# Stabilizing Laminated Wood



## JR Custom Calls (Jan 10, 2015)

Just wanted to check and see if anyone has stabilized any laminated wood? I prefer to turn stabilized wood, but before I waste several hours of cutting, sanding, jointing, etc, I wanted to make sure it wouldn't have any adverse effects on the glue joints or anything. 

Thanks!


----------



## Schroedc (Jan 10, 2015)

I've stabilized first and then used those pieces to make my glue up. Depending on your adhesive I'd think you risk either an adhesive failure from the resin or the baking and also risking contaminating your resin with the adhesive possibly....

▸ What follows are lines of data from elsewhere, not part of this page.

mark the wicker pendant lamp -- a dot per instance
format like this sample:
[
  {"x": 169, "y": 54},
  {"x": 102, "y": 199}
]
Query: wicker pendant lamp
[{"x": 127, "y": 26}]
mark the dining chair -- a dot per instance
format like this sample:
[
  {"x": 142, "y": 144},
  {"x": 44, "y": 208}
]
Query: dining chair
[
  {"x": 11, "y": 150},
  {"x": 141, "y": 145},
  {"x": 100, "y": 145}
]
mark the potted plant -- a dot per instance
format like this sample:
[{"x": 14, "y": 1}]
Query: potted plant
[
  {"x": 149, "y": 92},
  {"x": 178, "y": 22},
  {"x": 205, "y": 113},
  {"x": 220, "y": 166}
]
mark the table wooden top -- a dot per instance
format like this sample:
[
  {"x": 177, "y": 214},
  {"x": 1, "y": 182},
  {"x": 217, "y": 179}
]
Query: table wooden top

Reactions: Thank You! 1 | Agree 2


----------



## SENC (Jan 10, 2015)

I agree with Colin, stabilize first.

Reactions: Thank You! 1


----------



## JR Custom Calls (Jan 10, 2015)

Not sure why I hadn't thought about stabilizing first. Titebond II ok for laminating stabilized woods? I use it frequently when there's a tenon to glue to, but have never done it edge to edge.


----------



## Schroedc (Jan 10, 2015)

JR Custom Calls said:


> Not sure why I hadn't thought about stabilizing first. Titebond II ok for laminating stabilized woods? I use it frequently when there's a tenon to glue to, but have never done it edge to edge.



No, for laminating up stabilized woods I'd treat them like acrylics and use a thick CA adhesive or an epoxy.

Reactions: Thank You! 1 | Agree 2


----------



## JR Custom Calls (Jan 10, 2015)

Great, thanks. I'll go with epoxy.


----------